A intensa agenda do presidente Lula na Argentina não o impediu de reverenciar a luta daquelas mulheres que simbolizam a resiliência feminina e democrática na busca dos mortos, desaparecidos, sequestrados, pela ditadura do país irmão, e, sobretudo, por justiça.
Na Argentina os ditadores e seus agentes foram presos, processados, condenados.
Quase sexagenário o golpe de 64 no Brasil completa 59 anos da maior tragédia que começou no dia 1º de abril e durou 21 anos.
As elites militares, civis e religiosas, respaldadas e incentivadas pelos EUA, manipulando parcelas da classe média conservadora, usurparam pela força das armas o poder do governo Goulart, que fora legitimamente eleito pelo povo.
A ditadura parida desse golpe foi o infortúnio de milhares de brasileiros.
Crime continuado por 21 anos seguido de mais 5 de transição a uma nova estação democrática, a qual, como as anteriores, traz em seu ventre entulhos da ditadura que sucedeu.
A política de mentiras, de fraudes e de censura impediu que a sociedade conhecesse as verdades dos subterrâneos da ditadura: sequestros, aprisionamentos, torturas, estupros, cabeças cortadas, mortes, corpos incinerados, desaparecimentos, extermínios, daqueles que ousaram resistir, por direito universal e dever moral, à tirania.
A ditadura militar colocou meio milhão de brasileiros sob suspeição, mais de 150 mil investigados, 20 mil torturados, entre eles 95 crianças/adolescentes (inclusive a mãe de meus filhos encarcerada aos 16 anos), além dessas, 19 crianças foram sequestradas e adotadas ilegalmente por militares; 7.670 membros das Forças Armadas e bombeiros foram presos, muitos torturados e expulsos de suas corporações.
Cassaram 4.862 mandatos de parlamentares, 245 estudantes expulsos das Universidades pelo Decreto 477; Congresso Nacional foi fechado três vezes.

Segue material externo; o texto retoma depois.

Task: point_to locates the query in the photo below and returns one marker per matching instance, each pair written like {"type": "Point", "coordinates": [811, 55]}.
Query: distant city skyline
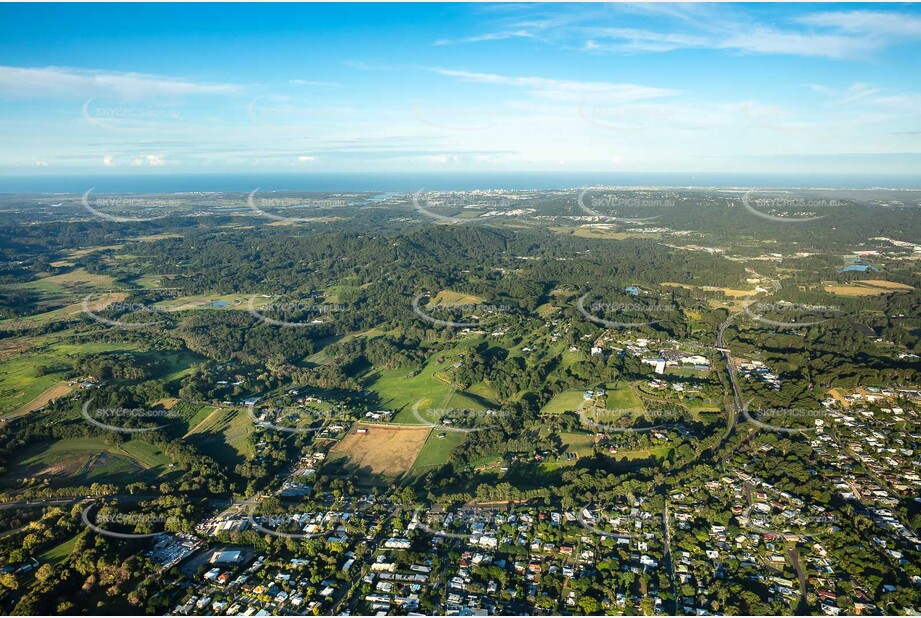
{"type": "Point", "coordinates": [315, 88]}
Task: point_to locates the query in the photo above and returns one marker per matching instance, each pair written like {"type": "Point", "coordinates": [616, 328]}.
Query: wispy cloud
{"type": "Point", "coordinates": [867, 22]}
{"type": "Point", "coordinates": [54, 82]}
{"type": "Point", "coordinates": [837, 35]}
{"type": "Point", "coordinates": [563, 89]}
{"type": "Point", "coordinates": [489, 36]}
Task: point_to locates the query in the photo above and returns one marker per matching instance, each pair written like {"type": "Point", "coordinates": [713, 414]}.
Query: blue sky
{"type": "Point", "coordinates": [90, 89]}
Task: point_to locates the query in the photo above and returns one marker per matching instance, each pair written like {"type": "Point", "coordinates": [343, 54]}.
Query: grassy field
{"type": "Point", "coordinates": [88, 460]}
{"type": "Point", "coordinates": [58, 553]}
{"type": "Point", "coordinates": [380, 456]}
{"type": "Point", "coordinates": [399, 393]}
{"type": "Point", "coordinates": [20, 382]}
{"type": "Point", "coordinates": [450, 297]}
{"type": "Point", "coordinates": [579, 443]}
{"type": "Point", "coordinates": [867, 287]}
{"type": "Point", "coordinates": [223, 435]}
{"type": "Point", "coordinates": [44, 398]}
{"type": "Point", "coordinates": [567, 401]}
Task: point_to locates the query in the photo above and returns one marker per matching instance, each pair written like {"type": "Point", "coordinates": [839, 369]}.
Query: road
{"type": "Point", "coordinates": [736, 406]}
{"type": "Point", "coordinates": [668, 554]}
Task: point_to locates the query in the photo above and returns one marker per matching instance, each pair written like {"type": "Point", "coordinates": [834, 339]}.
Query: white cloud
{"type": "Point", "coordinates": [563, 89]}
{"type": "Point", "coordinates": [867, 22]}
{"type": "Point", "coordinates": [150, 160]}
{"type": "Point", "coordinates": [50, 82]}
{"type": "Point", "coordinates": [489, 36]}
{"type": "Point", "coordinates": [843, 34]}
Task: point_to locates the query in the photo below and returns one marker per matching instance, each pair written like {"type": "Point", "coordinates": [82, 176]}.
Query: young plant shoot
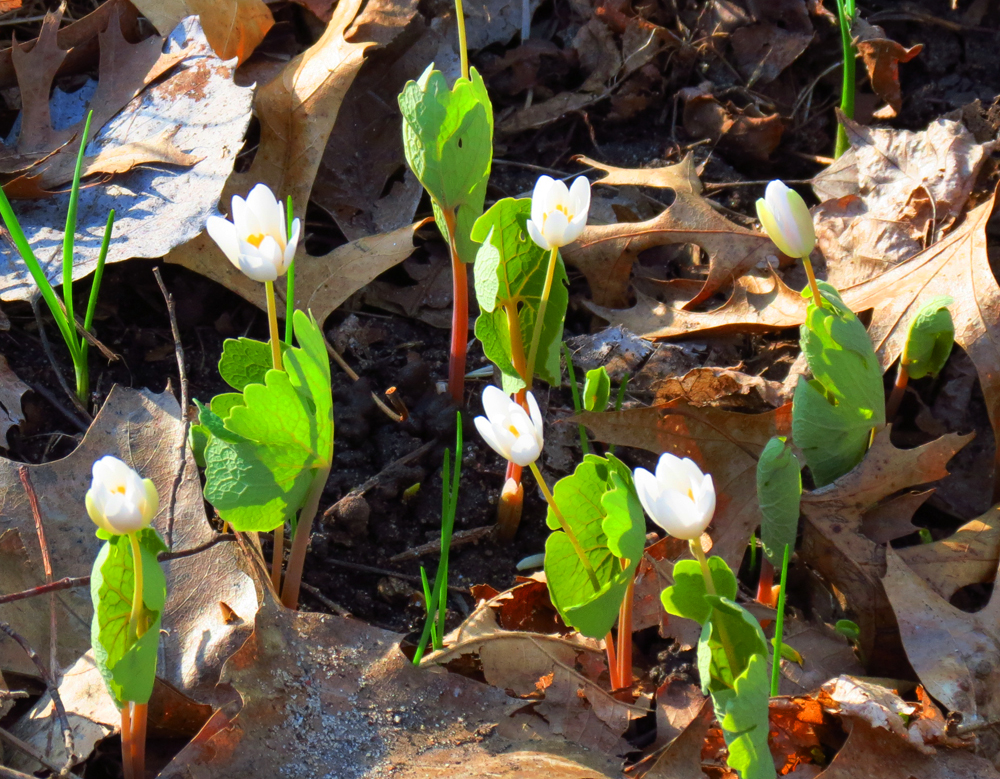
{"type": "Point", "coordinates": [62, 309]}
{"type": "Point", "coordinates": [928, 346]}
{"type": "Point", "coordinates": [732, 650]}
{"type": "Point", "coordinates": [128, 590]}
{"type": "Point", "coordinates": [276, 429]}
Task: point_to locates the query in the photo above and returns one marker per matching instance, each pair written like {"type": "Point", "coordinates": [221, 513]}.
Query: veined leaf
{"type": "Point", "coordinates": [510, 272]}
{"type": "Point", "coordinates": [261, 458]}
{"type": "Point", "coordinates": [448, 139]}
{"type": "Point", "coordinates": [834, 413]}
{"type": "Point", "coordinates": [779, 492]}
{"type": "Point", "coordinates": [127, 665]}
{"type": "Point", "coordinates": [599, 504]}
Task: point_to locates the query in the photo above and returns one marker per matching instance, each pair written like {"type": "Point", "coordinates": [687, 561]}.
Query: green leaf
{"type": "Point", "coordinates": [597, 390]}
{"type": "Point", "coordinates": [448, 140]}
{"type": "Point", "coordinates": [688, 598]}
{"type": "Point", "coordinates": [779, 492]}
{"type": "Point", "coordinates": [930, 338]}
{"type": "Point", "coordinates": [834, 413]}
{"type": "Point", "coordinates": [261, 459]}
{"type": "Point", "coordinates": [743, 715]}
{"type": "Point", "coordinates": [244, 361]}
{"type": "Point", "coordinates": [127, 665]}
{"type": "Point", "coordinates": [510, 272]}
{"type": "Point", "coordinates": [599, 504]}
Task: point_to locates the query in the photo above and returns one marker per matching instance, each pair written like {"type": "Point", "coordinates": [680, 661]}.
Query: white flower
{"type": "Point", "coordinates": [679, 498]}
{"type": "Point", "coordinates": [508, 428]}
{"type": "Point", "coordinates": [256, 241]}
{"type": "Point", "coordinates": [119, 500]}
{"type": "Point", "coordinates": [786, 220]}
{"type": "Point", "coordinates": [558, 214]}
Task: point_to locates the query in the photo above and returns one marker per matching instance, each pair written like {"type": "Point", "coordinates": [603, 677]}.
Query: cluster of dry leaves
{"type": "Point", "coordinates": [259, 690]}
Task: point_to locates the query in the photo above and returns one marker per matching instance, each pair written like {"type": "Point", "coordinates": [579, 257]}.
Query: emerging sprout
{"type": "Point", "coordinates": [119, 500]}
{"type": "Point", "coordinates": [679, 498]}
{"type": "Point", "coordinates": [508, 429]}
{"type": "Point", "coordinates": [257, 241]}
{"type": "Point", "coordinates": [558, 214]}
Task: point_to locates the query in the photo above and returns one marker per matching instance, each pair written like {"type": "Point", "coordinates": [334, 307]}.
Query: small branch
{"type": "Point", "coordinates": [185, 422]}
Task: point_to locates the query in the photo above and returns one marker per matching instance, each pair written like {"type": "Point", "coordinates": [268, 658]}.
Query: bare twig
{"type": "Point", "coordinates": [185, 422]}
{"type": "Point", "coordinates": [77, 403]}
{"type": "Point", "coordinates": [36, 512]}
{"type": "Point", "coordinates": [53, 691]}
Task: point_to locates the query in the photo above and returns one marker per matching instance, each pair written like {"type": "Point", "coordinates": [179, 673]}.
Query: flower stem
{"type": "Point", "coordinates": [727, 644]}
{"type": "Point", "coordinates": [536, 335]}
{"type": "Point", "coordinates": [898, 391]}
{"type": "Point", "coordinates": [817, 298]}
{"type": "Point", "coordinates": [134, 627]}
{"type": "Point", "coordinates": [577, 547]}
{"type": "Point", "coordinates": [272, 321]}
{"type": "Point", "coordinates": [300, 541]}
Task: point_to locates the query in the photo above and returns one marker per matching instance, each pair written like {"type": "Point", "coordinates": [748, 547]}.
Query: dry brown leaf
{"type": "Point", "coordinates": [958, 266]}
{"type": "Point", "coordinates": [882, 57]}
{"type": "Point", "coordinates": [145, 430]}
{"type": "Point", "coordinates": [298, 109]}
{"type": "Point", "coordinates": [756, 305]}
{"type": "Point", "coordinates": [605, 253]}
{"type": "Point", "coordinates": [337, 695]}
{"type": "Point", "coordinates": [969, 556]}
{"type": "Point", "coordinates": [956, 654]}
{"type": "Point", "coordinates": [908, 189]}
{"type": "Point", "coordinates": [723, 443]}
{"type": "Point", "coordinates": [234, 28]}
{"type": "Point", "coordinates": [834, 546]}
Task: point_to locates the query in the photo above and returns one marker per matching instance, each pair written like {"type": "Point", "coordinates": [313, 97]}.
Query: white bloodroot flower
{"type": "Point", "coordinates": [558, 214]}
{"type": "Point", "coordinates": [786, 220]}
{"type": "Point", "coordinates": [508, 429]}
{"type": "Point", "coordinates": [679, 498]}
{"type": "Point", "coordinates": [256, 241]}
{"type": "Point", "coordinates": [119, 500]}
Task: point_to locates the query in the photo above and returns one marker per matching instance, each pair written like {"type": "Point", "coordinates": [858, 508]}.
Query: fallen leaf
{"type": "Point", "coordinates": [605, 253]}
{"type": "Point", "coordinates": [969, 556]}
{"type": "Point", "coordinates": [723, 443]}
{"type": "Point", "coordinates": [882, 57]}
{"type": "Point", "coordinates": [234, 28]}
{"type": "Point", "coordinates": [757, 305]}
{"type": "Point", "coordinates": [833, 545]}
{"type": "Point", "coordinates": [908, 188]}
{"type": "Point", "coordinates": [145, 430]}
{"type": "Point", "coordinates": [958, 266]}
{"type": "Point", "coordinates": [339, 695]}
{"type": "Point", "coordinates": [165, 207]}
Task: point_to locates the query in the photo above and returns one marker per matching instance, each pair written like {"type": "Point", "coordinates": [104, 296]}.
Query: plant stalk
{"type": "Point", "coordinates": [459, 312]}
{"type": "Point", "coordinates": [536, 335]}
{"type": "Point", "coordinates": [779, 627]}
{"type": "Point", "coordinates": [577, 547]}
{"type": "Point", "coordinates": [272, 321]}
{"type": "Point", "coordinates": [300, 541]}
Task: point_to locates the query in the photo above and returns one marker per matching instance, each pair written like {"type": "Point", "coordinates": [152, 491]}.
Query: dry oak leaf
{"type": "Point", "coordinates": [327, 696]}
{"type": "Point", "coordinates": [297, 110]}
{"type": "Point", "coordinates": [605, 253]}
{"type": "Point", "coordinates": [969, 556]}
{"type": "Point", "coordinates": [956, 654]}
{"type": "Point", "coordinates": [834, 546]}
{"type": "Point", "coordinates": [756, 305]}
{"type": "Point", "coordinates": [882, 57]}
{"type": "Point", "coordinates": [958, 266]}
{"type": "Point", "coordinates": [234, 28]}
{"type": "Point", "coordinates": [892, 194]}
{"type": "Point", "coordinates": [146, 431]}
{"type": "Point", "coordinates": [723, 443]}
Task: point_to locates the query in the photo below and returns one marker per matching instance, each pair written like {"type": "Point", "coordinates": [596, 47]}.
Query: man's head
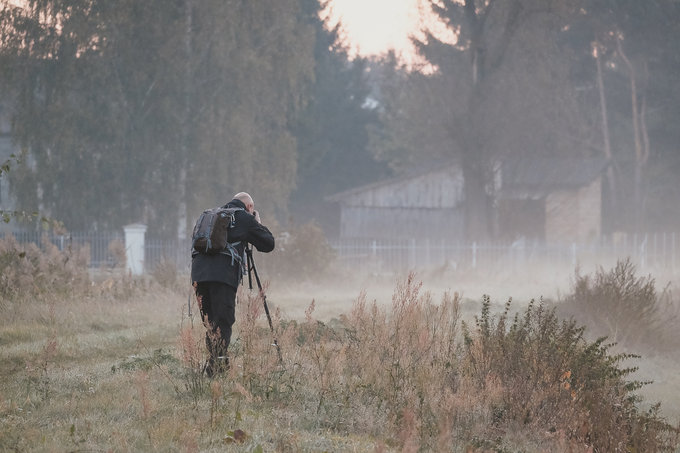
{"type": "Point", "coordinates": [247, 200]}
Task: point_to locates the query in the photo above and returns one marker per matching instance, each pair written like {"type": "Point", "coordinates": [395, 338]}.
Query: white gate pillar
{"type": "Point", "coordinates": [134, 247]}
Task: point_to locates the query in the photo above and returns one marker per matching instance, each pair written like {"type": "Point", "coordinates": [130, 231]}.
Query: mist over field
{"type": "Point", "coordinates": [477, 244]}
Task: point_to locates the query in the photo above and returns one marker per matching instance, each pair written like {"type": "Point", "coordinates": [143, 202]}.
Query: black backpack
{"type": "Point", "coordinates": [211, 232]}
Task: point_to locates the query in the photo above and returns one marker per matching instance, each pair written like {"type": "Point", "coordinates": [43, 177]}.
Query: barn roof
{"type": "Point", "coordinates": [414, 173]}
{"type": "Point", "coordinates": [525, 175]}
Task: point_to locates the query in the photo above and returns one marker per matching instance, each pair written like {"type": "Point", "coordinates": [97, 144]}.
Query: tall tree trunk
{"type": "Point", "coordinates": [186, 117]}
{"type": "Point", "coordinates": [611, 179]}
{"type": "Point", "coordinates": [641, 148]}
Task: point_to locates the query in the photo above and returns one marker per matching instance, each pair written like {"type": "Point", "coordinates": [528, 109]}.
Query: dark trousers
{"type": "Point", "coordinates": [217, 302]}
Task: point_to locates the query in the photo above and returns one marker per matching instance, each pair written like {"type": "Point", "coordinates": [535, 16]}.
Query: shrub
{"type": "Point", "coordinates": [411, 377]}
{"type": "Point", "coordinates": [31, 271]}
{"type": "Point", "coordinates": [547, 377]}
{"type": "Point", "coordinates": [303, 254]}
{"type": "Point", "coordinates": [616, 304]}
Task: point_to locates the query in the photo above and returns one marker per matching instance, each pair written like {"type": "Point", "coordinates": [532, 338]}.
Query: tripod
{"type": "Point", "coordinates": [252, 269]}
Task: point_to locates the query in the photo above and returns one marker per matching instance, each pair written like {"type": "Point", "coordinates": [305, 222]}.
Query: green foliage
{"type": "Point", "coordinates": [29, 271]}
{"type": "Point", "coordinates": [332, 130]}
{"type": "Point", "coordinates": [136, 110]}
{"type": "Point", "coordinates": [544, 374]}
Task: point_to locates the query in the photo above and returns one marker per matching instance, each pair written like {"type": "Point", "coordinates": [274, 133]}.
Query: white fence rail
{"type": "Point", "coordinates": [649, 252]}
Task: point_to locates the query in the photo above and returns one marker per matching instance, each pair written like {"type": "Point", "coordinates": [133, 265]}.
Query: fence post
{"type": "Point", "coordinates": [134, 247]}
{"type": "Point", "coordinates": [474, 254]}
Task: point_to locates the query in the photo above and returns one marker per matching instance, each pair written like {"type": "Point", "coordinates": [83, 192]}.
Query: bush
{"type": "Point", "coordinates": [545, 376]}
{"type": "Point", "coordinates": [31, 271]}
{"type": "Point", "coordinates": [617, 304]}
{"type": "Point", "coordinates": [304, 253]}
{"type": "Point", "coordinates": [414, 377]}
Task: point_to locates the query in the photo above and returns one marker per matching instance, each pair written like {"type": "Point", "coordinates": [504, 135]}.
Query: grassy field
{"type": "Point", "coordinates": [114, 364]}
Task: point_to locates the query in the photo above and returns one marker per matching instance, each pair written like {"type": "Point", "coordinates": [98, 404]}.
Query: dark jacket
{"type": "Point", "coordinates": [219, 267]}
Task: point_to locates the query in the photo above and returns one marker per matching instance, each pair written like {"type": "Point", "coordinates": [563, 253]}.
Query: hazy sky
{"type": "Point", "coordinates": [375, 26]}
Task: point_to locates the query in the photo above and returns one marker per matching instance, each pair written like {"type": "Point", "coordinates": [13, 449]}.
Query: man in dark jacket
{"type": "Point", "coordinates": [216, 279]}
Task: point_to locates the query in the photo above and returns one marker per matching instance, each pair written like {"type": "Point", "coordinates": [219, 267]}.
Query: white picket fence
{"type": "Point", "coordinates": [654, 252]}
{"type": "Point", "coordinates": [649, 252]}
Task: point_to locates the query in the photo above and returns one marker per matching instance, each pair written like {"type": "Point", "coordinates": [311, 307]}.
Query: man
{"type": "Point", "coordinates": [216, 278]}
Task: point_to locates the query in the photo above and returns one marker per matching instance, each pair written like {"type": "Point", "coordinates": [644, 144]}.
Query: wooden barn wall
{"type": "Point", "coordinates": [401, 223]}
{"type": "Point", "coordinates": [439, 189]}
{"type": "Point", "coordinates": [574, 215]}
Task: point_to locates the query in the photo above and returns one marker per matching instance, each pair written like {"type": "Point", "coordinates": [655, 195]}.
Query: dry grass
{"type": "Point", "coordinates": [116, 366]}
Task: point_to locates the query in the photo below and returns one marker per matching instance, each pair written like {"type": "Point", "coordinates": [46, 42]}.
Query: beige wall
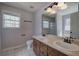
{"type": "Point", "coordinates": [12, 37]}
{"type": "Point", "coordinates": [0, 33]}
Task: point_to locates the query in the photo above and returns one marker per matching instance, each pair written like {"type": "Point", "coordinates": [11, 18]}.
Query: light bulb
{"type": "Point", "coordinates": [61, 5]}
{"type": "Point", "coordinates": [49, 10]}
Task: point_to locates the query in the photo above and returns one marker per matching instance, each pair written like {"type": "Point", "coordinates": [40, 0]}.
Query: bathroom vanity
{"type": "Point", "coordinates": [44, 46]}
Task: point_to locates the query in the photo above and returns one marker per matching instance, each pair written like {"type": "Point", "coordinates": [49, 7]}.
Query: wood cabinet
{"type": "Point", "coordinates": [42, 49]}
{"type": "Point", "coordinates": [54, 52]}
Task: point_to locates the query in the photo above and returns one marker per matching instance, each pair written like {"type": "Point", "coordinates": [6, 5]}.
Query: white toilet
{"type": "Point", "coordinates": [29, 44]}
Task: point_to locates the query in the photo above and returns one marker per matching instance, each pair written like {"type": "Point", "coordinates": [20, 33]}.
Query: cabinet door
{"type": "Point", "coordinates": [43, 50]}
{"type": "Point", "coordinates": [54, 52]}
{"type": "Point", "coordinates": [34, 46]}
{"type": "Point", "coordinates": [38, 50]}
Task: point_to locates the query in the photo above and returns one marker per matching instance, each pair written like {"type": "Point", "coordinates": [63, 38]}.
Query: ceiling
{"type": "Point", "coordinates": [29, 6]}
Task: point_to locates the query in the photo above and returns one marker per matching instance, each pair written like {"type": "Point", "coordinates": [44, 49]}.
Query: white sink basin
{"type": "Point", "coordinates": [66, 46]}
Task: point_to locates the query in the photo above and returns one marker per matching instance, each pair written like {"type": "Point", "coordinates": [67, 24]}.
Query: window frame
{"type": "Point", "coordinates": [11, 14]}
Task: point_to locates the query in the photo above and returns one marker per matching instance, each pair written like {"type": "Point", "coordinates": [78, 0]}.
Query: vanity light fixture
{"type": "Point", "coordinates": [54, 7]}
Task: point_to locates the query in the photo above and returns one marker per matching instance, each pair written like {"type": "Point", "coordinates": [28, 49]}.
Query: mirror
{"type": "Point", "coordinates": [49, 25]}
{"type": "Point", "coordinates": [64, 23]}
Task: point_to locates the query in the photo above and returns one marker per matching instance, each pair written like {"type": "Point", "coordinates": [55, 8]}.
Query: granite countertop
{"type": "Point", "coordinates": [50, 39]}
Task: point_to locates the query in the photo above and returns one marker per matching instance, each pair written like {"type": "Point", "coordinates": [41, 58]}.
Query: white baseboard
{"type": "Point", "coordinates": [14, 47]}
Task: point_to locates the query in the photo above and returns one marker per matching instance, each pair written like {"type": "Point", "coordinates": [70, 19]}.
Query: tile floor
{"type": "Point", "coordinates": [22, 51]}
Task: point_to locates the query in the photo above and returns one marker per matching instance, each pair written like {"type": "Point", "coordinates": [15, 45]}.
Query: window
{"type": "Point", "coordinates": [45, 24]}
{"type": "Point", "coordinates": [67, 26]}
{"type": "Point", "coordinates": [11, 21]}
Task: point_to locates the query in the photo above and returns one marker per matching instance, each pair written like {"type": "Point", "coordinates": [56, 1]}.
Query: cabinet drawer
{"type": "Point", "coordinates": [54, 52]}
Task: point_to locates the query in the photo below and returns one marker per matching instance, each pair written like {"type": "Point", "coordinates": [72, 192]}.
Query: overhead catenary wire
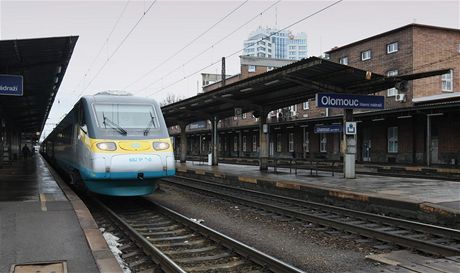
{"type": "Point", "coordinates": [119, 46]}
{"type": "Point", "coordinates": [213, 45]}
{"type": "Point", "coordinates": [188, 44]}
{"type": "Point", "coordinates": [106, 41]}
{"type": "Point", "coordinates": [264, 38]}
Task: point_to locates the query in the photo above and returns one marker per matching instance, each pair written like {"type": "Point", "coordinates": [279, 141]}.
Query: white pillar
{"type": "Point", "coordinates": [349, 158]}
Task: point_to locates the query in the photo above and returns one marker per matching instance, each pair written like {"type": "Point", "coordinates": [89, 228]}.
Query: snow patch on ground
{"type": "Point", "coordinates": [112, 242]}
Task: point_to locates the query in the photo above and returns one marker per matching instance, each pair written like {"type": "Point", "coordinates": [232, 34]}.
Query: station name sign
{"type": "Point", "coordinates": [334, 100]}
{"type": "Point", "coordinates": [11, 85]}
{"type": "Point", "coordinates": [328, 129]}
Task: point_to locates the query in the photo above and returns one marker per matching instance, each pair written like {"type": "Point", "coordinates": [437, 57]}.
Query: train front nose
{"type": "Point", "coordinates": [136, 166]}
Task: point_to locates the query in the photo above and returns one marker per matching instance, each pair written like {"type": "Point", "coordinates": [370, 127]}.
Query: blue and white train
{"type": "Point", "coordinates": [113, 144]}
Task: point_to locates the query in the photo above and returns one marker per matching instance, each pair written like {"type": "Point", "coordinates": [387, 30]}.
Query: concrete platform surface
{"type": "Point", "coordinates": [428, 195]}
{"type": "Point", "coordinates": [37, 221]}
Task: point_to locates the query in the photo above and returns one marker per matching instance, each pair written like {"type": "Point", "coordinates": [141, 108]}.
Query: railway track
{"type": "Point", "coordinates": [177, 244]}
{"type": "Point", "coordinates": [408, 234]}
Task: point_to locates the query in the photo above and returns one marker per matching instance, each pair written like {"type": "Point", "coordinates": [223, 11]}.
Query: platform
{"type": "Point", "coordinates": [38, 222]}
{"type": "Point", "coordinates": [435, 201]}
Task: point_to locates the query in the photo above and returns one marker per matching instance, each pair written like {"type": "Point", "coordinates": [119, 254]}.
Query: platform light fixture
{"type": "Point", "coordinates": [270, 83]}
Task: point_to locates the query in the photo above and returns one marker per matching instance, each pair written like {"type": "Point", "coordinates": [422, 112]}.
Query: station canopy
{"type": "Point", "coordinates": [42, 62]}
{"type": "Point", "coordinates": [283, 87]}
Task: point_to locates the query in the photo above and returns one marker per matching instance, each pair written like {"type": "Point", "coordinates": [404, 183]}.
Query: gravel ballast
{"type": "Point", "coordinates": [305, 246]}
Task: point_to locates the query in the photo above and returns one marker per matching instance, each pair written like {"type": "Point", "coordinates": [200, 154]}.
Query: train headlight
{"type": "Point", "coordinates": [107, 146]}
{"type": "Point", "coordinates": [160, 146]}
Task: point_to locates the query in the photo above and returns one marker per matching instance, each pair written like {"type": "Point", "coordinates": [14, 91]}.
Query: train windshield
{"type": "Point", "coordinates": [121, 117]}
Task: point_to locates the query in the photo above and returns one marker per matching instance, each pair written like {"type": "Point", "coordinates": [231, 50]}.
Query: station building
{"type": "Point", "coordinates": [419, 124]}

Estima-se que mais de 20 mil brasileiros, incluindo indígenas e camponeses, tenham sido exterminados.
Os 434 mortos/desaparecidos reconhecidos pela Comissão Nacional da Verdade, 42 eram negros e 45 mulheres, ainda assombrarão o presente enquanto o Estado não cumprir o seu papel de descobrir onde estão, as circunstâncias de suas mortes e a punição dos criminosos.
Ocorreram 536 intervenções em sindicatos; foram colocadas na ilegalidade as entidades estudantis, UNE, UBES, AMES e demais.
No dia 28 de março de 1968 assassinaram o estudante secundarista Edson Luís e feriram outros, no restaurante Calabouço. Levamos o corpo para a Assembleia Legislativa, houve uma vigília até no outro dia, quando um enorme cortejo, umas 50 mil pessoas, levou o corpo ao cemitério São João Batista em Botafogo. O enterro se deu ao som do hino nacional e com brados “MATARAM UM ESTUDANTE. PODIA SER SEU FILHO”.
Naquele dia o Rio parou, chorou e se indignou.
Ao descrever ainda sinto uma emoção de dor imensa. Dois anos antes eu havia ocupado a presidência da AMES.
Seu assassinato marcou o ano de intensas mobilizações contra a ditadura militar até que fosse decretado o AI5 em 13 de dezembro de 1968, quando o Estado virou terrorista, com licença para sequestrar, torturar, matar.
Violaram correspondências de toda ordem, sigilos bancários e grampos telefônicos, pregaram o ódio e a delação até entre familiares.
Ao fim da ditadura, o país acumulava dívida externa 30 vezes maior que a de 1964 e inflação de 225,9% ao ano. Quase 50% da população estava abaixo da linha da pobreza.
Os autores desse rol de barbaridades listados acima estão impunes, e enquanto perdurar é como um passaporte diplomático a novos golpes, ditaduras, bolsonarismos nazifascistas e matanças dos pobres, negros e mulheres da periferia e LGBTI+.
Não é mera semelhança entre o passado - golpe de 64 - e o golpe de 2016. Os atores foram os mesmos. Em 64 o STF teve o papel de operar como coadjuvante, no golpe de 2016 foi protagonista (STF e tudo mais), com o MP, que fora o braço acusador da ditadura militar, continuou no mesmo papel, e as muitas revelações registram que as elites militares, remanescentes da ditadura militar, também foram protagonistas nas conspirações para o golpe a Dilma Rousseff.
Em 8 de janeiro de 2023 novamente aparecem as digitais dos militares na tentativa de golpe à democracia pela camarilha bolsonarista.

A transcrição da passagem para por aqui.